Security chief slammed for party ban

Local | Phoenix Un 30 Oct 2018

Independence advocate Andy Chan Ho-tin reiterated his repudiation of violence and criticized the Security Bureau for banning the Hong Kong National Party, of which he was convener.

Chan filed his appeal by last Wednesday's deadline against the government's decision to ban the party.

Chan publicized the document submitted to the Executive Council, which highlighted the Security Bureau's distrust in Chan despite his renunciation of the use of force. Chan lambasted Security Secretary John Lee Ka-chiu for being "unfair and unreasonable."

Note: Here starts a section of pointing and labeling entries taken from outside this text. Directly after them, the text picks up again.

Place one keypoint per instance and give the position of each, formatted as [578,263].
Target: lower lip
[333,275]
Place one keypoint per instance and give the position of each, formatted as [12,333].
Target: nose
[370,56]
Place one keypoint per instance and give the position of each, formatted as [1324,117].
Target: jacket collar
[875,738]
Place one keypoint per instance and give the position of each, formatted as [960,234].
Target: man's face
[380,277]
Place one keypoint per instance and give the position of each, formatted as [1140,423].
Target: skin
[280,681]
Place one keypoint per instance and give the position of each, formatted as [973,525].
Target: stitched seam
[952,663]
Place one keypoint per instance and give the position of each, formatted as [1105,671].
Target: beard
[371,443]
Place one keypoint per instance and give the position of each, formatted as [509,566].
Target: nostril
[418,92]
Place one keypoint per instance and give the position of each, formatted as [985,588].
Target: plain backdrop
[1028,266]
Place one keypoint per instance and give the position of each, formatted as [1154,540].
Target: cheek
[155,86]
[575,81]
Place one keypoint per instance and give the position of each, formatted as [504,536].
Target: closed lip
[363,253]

Lee failed to consider the fact all of the party's activities had been "peaceful, lawful and non-violent," the document said.

It added Lee accused the party of being violent, as he relied on "ambiguous and oblique statements taken out of context," which led to him inferring it was a threat to public order.

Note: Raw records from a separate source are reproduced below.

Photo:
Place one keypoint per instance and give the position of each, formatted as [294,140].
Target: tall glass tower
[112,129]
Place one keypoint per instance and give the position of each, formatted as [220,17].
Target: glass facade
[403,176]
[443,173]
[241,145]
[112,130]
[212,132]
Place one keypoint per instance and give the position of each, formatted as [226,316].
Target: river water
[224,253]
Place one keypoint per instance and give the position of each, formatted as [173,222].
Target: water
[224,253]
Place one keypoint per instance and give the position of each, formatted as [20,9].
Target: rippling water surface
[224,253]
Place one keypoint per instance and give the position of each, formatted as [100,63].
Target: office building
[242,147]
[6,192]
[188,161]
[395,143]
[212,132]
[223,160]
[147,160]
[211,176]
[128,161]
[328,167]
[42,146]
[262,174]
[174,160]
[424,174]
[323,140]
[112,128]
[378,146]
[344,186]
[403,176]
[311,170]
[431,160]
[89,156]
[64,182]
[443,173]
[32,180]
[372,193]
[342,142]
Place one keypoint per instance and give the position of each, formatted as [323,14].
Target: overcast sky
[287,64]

"Lee's assertion that the party (goes) beyond 'ordinary political activity' simply because it advocates for independence is entirely naive and absurd," the document said.

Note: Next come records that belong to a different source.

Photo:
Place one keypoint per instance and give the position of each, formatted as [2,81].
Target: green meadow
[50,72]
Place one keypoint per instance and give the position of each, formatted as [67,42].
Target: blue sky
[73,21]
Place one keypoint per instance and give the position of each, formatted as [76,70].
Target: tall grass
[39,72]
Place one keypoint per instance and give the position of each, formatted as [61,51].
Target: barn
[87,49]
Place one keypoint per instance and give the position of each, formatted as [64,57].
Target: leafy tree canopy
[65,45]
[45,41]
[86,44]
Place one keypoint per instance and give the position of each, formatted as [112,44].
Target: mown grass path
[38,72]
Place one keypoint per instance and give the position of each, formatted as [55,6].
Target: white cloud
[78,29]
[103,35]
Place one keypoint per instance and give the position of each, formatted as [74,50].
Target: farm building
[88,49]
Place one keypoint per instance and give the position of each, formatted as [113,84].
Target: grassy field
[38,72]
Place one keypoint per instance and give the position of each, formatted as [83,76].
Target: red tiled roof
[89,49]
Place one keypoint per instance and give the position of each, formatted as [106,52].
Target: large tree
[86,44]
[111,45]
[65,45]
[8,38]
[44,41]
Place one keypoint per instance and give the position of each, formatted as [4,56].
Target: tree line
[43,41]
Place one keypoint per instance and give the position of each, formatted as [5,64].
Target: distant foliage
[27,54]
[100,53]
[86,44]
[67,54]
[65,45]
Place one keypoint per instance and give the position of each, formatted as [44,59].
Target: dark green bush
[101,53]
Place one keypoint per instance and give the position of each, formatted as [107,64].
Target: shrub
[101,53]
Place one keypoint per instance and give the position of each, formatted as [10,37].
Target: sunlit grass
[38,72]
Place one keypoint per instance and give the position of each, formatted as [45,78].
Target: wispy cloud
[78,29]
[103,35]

Chan also claimed Lee lacked the legal basis to ban the party since it was registered under the Companies Ordinance rather than Societies Ordinance.

Chan received a letter from Lee on July 17 stating the assistant societies officer recommended banning the party. Despite submitting a written defense, the government approved the ban on September 24.

Elsie Leung Oi-sie, vice-chairwoman of the Basic Law Committee, said Hong Kong independence cannot be achieved even by amending the Basic Law.